Time to Plan a Trip

It’s 9:30pm and thankfully both kids are in bed. Or are they?

Stomp, stomp, stomp… I can hear Adam’s feet pounding down the stairs.

“Mommy, I can’t sleep”.

I sigh and get comfortable for our daily fight about bedtime.

“Go, lie down in your bed and try again.”

“But I have something to tell you. It’s important”

Again, same old ground “You can tell me tomorrow.”

“But I’ll forget!” If the pitch of his whine is any indication, this is a life and death matter. But since this is an extremely recurring matter I now know that a comet is not falling from the sky and charting a course straight to his bed.

“Okay Adam, what is it?”

“We need to go to Mexico.”

Mexico?! Coming from a kid who thought he could catch a plane to Egypt to say hi to his cousin and we could pick him up in two hours before his bedtime.
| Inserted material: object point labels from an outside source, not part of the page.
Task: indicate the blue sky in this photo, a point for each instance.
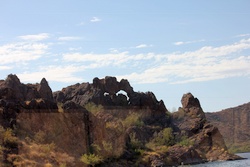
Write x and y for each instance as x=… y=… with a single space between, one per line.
x=168 y=47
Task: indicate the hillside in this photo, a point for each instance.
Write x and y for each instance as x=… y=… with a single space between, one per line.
x=106 y=123
x=234 y=125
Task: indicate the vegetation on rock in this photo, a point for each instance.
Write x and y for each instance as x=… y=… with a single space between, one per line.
x=92 y=124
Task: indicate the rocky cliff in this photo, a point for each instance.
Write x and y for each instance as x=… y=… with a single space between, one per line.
x=105 y=122
x=234 y=125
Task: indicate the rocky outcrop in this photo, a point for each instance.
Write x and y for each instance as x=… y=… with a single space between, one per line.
x=127 y=129
x=191 y=121
x=106 y=92
x=233 y=124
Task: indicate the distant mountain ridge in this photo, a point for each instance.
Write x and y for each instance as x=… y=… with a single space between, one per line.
x=92 y=123
x=234 y=125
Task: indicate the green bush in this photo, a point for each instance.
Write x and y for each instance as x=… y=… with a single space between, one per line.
x=164 y=137
x=93 y=108
x=91 y=159
x=134 y=142
x=185 y=141
x=9 y=137
x=133 y=119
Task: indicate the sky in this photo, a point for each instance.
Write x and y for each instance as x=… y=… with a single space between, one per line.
x=169 y=47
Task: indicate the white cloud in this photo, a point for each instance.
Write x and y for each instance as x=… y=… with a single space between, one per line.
x=69 y=38
x=81 y=23
x=53 y=73
x=21 y=52
x=95 y=19
x=242 y=35
x=188 y=42
x=37 y=37
x=103 y=60
x=5 y=67
x=207 y=63
x=143 y=46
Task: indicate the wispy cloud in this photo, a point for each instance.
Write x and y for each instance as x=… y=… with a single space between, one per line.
x=21 y=52
x=93 y=60
x=188 y=42
x=143 y=46
x=35 y=37
x=242 y=35
x=95 y=19
x=5 y=67
x=69 y=38
x=52 y=73
x=81 y=24
x=207 y=63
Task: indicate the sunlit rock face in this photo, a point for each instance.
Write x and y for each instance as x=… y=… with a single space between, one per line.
x=106 y=118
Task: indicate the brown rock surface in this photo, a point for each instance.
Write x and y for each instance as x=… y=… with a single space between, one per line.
x=128 y=129
x=233 y=124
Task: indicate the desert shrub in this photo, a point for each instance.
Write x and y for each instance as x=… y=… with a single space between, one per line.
x=93 y=108
x=91 y=159
x=107 y=146
x=161 y=141
x=185 y=141
x=134 y=142
x=133 y=119
x=179 y=115
x=47 y=148
x=48 y=165
x=9 y=137
x=115 y=126
x=95 y=148
x=39 y=137
x=164 y=137
x=60 y=108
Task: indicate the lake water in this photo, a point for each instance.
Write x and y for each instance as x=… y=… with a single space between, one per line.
x=238 y=163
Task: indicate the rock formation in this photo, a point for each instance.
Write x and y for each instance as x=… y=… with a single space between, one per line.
x=94 y=119
x=233 y=124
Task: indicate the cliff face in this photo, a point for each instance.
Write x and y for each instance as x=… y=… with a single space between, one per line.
x=93 y=123
x=233 y=124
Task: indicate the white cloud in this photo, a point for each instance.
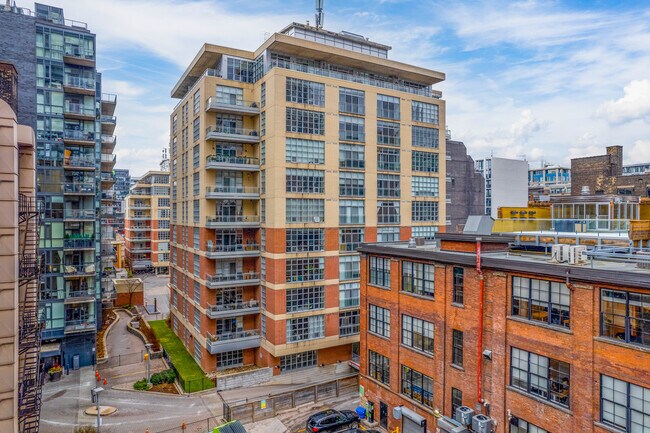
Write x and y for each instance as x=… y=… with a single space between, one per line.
x=635 y=104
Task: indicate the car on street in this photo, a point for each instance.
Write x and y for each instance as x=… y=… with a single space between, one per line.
x=332 y=421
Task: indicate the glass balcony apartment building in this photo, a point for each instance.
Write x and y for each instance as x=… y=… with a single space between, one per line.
x=283 y=161
x=62 y=100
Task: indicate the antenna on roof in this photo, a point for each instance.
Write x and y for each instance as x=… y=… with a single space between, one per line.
x=319 y=14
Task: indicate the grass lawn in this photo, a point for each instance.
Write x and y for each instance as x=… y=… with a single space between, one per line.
x=192 y=376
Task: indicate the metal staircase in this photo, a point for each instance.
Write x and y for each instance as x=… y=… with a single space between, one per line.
x=30 y=377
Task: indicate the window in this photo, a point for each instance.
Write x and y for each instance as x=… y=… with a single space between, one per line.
x=426 y=162
x=388 y=133
x=457 y=348
x=388 y=185
x=423 y=112
x=303 y=240
x=458 y=282
x=352 y=101
x=543 y=301
x=417 y=333
x=350 y=239
x=307 y=269
x=379 y=320
x=418 y=278
x=388 y=159
x=544 y=377
x=196 y=102
x=518 y=425
x=349 y=323
x=379 y=271
x=352 y=128
x=351 y=156
x=305 y=92
x=230 y=359
x=305 y=298
x=379 y=367
x=298 y=360
x=624 y=405
x=305 y=328
x=351 y=212
x=304 y=210
x=305 y=121
x=424 y=186
x=387 y=107
x=305 y=181
x=388 y=212
x=349 y=267
x=305 y=151
x=424 y=211
x=351 y=184
x=349 y=295
x=456 y=400
x=417 y=386
x=625 y=316
x=424 y=137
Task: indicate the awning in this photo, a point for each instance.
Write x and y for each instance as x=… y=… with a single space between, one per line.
x=50 y=349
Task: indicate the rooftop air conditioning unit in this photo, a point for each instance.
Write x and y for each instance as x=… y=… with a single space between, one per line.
x=577 y=254
x=482 y=424
x=449 y=425
x=560 y=253
x=464 y=415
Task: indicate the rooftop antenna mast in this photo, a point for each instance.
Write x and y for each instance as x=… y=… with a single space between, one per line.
x=319 y=14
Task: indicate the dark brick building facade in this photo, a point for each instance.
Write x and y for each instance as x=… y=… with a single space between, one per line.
x=556 y=338
x=465 y=188
x=603 y=174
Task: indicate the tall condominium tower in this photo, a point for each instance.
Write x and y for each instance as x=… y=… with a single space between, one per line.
x=61 y=99
x=283 y=160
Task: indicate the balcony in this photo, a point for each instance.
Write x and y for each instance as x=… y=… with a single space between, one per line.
x=75 y=326
x=79 y=163
x=108 y=124
x=81 y=138
x=79 y=214
x=233 y=310
x=232 y=251
x=232 y=221
x=80 y=85
x=78 y=56
x=232 y=134
x=108 y=103
x=78 y=111
x=227 y=342
x=241 y=163
x=76 y=296
x=108 y=143
x=79 y=244
x=224 y=192
x=73 y=271
x=232 y=105
x=108 y=161
x=78 y=188
x=239 y=279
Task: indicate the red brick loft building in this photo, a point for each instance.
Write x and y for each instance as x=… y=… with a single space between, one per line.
x=533 y=345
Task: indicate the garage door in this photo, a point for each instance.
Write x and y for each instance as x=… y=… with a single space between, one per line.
x=410 y=426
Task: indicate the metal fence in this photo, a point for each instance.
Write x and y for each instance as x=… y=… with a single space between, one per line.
x=247 y=411
x=202 y=426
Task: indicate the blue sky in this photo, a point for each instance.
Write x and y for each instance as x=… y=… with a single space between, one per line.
x=547 y=79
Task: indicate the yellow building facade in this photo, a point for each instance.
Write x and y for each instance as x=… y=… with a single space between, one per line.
x=283 y=161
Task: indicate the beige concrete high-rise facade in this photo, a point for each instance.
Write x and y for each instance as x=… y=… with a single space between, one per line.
x=20 y=375
x=146 y=223
x=283 y=161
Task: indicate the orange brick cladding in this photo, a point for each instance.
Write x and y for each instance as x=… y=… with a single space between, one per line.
x=581 y=345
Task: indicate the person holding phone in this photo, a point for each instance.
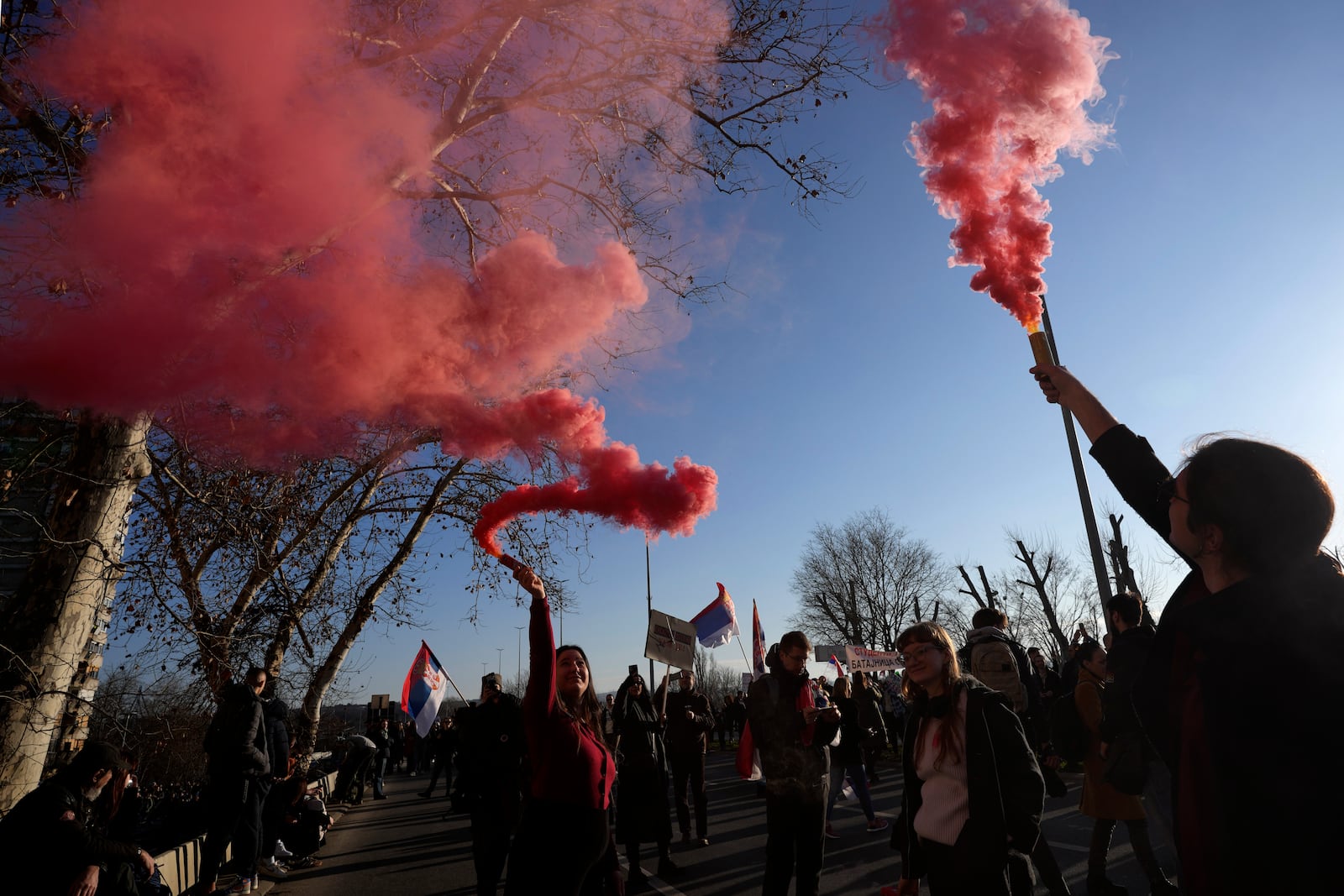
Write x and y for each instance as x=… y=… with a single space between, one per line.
x=566 y=828
x=792 y=734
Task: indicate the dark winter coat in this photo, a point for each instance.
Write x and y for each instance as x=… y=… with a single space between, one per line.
x=687 y=735
x=777 y=731
x=1005 y=785
x=235 y=741
x=853 y=734
x=1236 y=698
x=275 y=715
x=642 y=768
x=49 y=837
x=1126 y=663
x=492 y=754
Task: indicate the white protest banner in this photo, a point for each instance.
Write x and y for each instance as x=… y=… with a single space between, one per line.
x=866 y=660
x=672 y=645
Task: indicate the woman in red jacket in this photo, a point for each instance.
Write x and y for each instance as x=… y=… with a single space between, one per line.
x=564 y=822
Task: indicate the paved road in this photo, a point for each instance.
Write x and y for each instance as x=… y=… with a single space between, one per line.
x=407 y=846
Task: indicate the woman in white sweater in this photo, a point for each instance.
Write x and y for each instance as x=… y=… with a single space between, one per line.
x=972 y=786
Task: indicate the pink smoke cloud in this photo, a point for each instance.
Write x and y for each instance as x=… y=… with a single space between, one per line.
x=235 y=262
x=1010 y=82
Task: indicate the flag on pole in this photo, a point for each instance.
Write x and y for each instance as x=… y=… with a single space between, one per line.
x=425 y=688
x=718 y=622
x=757 y=644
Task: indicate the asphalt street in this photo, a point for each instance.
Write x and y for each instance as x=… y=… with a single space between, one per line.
x=412 y=846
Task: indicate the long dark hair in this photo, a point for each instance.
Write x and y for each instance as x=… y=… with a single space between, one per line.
x=588 y=708
x=951 y=746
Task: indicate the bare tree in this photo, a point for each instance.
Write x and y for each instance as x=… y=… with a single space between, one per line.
x=64 y=508
x=862 y=582
x=642 y=102
x=232 y=567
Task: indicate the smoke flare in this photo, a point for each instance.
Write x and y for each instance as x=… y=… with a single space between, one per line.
x=1008 y=81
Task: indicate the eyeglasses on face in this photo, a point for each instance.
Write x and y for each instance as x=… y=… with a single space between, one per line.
x=1167 y=492
x=916 y=653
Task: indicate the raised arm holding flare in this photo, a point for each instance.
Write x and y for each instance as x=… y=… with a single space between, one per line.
x=1249 y=517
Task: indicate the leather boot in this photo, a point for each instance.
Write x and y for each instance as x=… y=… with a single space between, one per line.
x=1100 y=886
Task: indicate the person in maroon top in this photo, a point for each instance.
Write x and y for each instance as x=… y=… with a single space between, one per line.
x=1252 y=755
x=564 y=828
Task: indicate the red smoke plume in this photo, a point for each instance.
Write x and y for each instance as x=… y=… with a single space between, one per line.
x=1008 y=81
x=235 y=264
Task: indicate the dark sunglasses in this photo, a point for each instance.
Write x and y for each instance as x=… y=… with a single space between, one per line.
x=1167 y=492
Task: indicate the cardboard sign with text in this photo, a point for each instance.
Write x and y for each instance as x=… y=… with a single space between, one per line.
x=866 y=660
x=674 y=647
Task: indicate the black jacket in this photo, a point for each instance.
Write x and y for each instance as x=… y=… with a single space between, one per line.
x=1238 y=696
x=685 y=735
x=275 y=715
x=49 y=839
x=237 y=738
x=1005 y=789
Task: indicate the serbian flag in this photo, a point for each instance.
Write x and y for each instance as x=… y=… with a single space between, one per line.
x=718 y=622
x=425 y=688
x=757 y=644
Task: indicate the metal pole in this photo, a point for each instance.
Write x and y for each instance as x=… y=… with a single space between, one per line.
x=1084 y=495
x=648 y=582
x=521 y=653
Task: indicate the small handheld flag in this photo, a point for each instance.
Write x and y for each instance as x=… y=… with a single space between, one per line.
x=425 y=688
x=718 y=622
x=757 y=644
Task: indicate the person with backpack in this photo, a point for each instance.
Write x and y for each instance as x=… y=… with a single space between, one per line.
x=972 y=788
x=1121 y=730
x=237 y=762
x=1100 y=799
x=1000 y=664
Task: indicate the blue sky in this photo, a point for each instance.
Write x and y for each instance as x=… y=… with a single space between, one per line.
x=1194 y=285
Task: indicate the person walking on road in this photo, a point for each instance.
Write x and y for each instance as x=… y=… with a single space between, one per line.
x=1100 y=799
x=847 y=759
x=1249 y=517
x=237 y=761
x=642 y=766
x=792 y=734
x=689 y=719
x=564 y=829
x=492 y=755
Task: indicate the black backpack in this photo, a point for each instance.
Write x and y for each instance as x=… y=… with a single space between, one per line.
x=1068 y=732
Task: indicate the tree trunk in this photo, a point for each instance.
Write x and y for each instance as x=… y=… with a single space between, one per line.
x=49 y=622
x=309 y=715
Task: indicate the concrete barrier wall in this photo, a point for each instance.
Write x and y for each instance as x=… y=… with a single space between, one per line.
x=181 y=866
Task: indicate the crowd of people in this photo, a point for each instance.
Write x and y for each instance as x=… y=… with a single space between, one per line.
x=559 y=782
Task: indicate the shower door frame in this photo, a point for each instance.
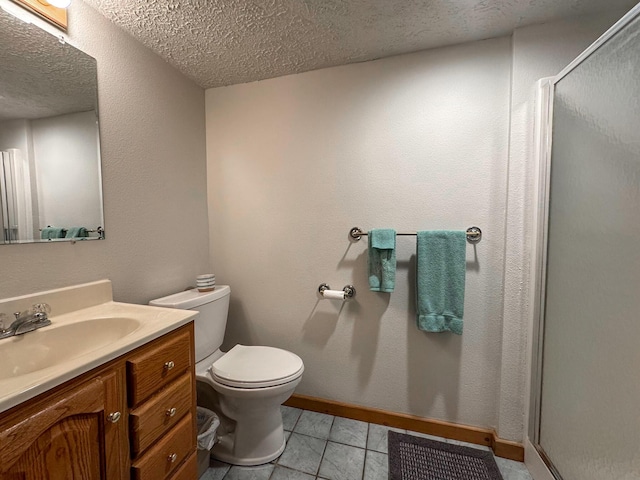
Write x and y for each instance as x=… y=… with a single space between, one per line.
x=545 y=92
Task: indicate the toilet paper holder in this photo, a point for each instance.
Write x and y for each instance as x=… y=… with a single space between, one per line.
x=348 y=292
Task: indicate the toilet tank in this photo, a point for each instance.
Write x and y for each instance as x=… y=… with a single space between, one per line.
x=211 y=323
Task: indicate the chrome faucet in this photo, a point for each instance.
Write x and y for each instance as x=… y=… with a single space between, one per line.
x=27 y=321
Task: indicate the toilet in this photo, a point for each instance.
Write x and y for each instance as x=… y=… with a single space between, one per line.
x=244 y=386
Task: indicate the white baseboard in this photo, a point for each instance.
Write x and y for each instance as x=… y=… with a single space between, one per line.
x=537 y=468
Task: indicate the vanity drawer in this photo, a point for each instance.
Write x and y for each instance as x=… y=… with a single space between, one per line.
x=188 y=470
x=161 y=412
x=156 y=366
x=167 y=454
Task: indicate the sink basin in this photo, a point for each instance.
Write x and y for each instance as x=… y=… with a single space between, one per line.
x=53 y=345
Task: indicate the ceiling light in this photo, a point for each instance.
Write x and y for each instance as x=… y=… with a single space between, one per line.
x=57 y=3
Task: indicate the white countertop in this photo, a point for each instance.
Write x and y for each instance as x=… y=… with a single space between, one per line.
x=153 y=323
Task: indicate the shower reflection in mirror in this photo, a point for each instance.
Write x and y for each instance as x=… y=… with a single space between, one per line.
x=50 y=172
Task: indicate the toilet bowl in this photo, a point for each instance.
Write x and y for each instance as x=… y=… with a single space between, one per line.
x=251 y=383
x=244 y=386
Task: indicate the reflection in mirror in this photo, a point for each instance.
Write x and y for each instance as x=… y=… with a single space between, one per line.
x=50 y=180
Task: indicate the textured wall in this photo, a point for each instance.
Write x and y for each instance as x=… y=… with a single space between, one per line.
x=153 y=165
x=413 y=142
x=538 y=51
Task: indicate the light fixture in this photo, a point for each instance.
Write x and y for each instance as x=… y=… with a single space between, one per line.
x=53 y=11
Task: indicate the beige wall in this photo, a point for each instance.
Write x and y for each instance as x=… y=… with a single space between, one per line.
x=427 y=140
x=153 y=167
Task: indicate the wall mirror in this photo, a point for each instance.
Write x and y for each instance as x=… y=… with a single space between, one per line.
x=50 y=178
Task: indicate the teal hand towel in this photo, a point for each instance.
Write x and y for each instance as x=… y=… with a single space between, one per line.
x=75 y=232
x=52 y=232
x=382 y=260
x=440 y=279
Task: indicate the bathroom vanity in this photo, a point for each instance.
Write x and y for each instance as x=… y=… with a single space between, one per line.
x=124 y=409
Really?

“How did you learn about Mexico, Adam?”

“From my friend, Layla in class. She didn’t come to school all of last week because she went to Cancun with her parents.” Cancun, wow, this guy’s geography is really good for a first grader. “And you know, she even went to Disneyland. You never took us to Disneyland. I want to go there.”

Oh the joy of peer pressure at such a young age. “You know Adam, maybe one day we will all go to Disneyland together.”

“When? Next week?”

“No sweetie. When Jo turns three. In about a year.”

“A year!!” The ‘Whine’ is picking up pitch “But that’s too far away!”

I’ve had enough. I’m giving up my Bones episode for this. Definitely, not.

“That’s it Adam, go to sleep. Now! We’ll talk in the morning.”

Fifteen minutes of sulking, moaning and stomping later I finally get my peace, quiet and dead bodies.

The next morning, a still sulky Adam comes down looks at me and mutters,

“I’m still sad. I miss all my friends and family in Cairo. And you don’t want to take me to Mexico or Disneyland or anywhere!” accompanied by the strategic tear.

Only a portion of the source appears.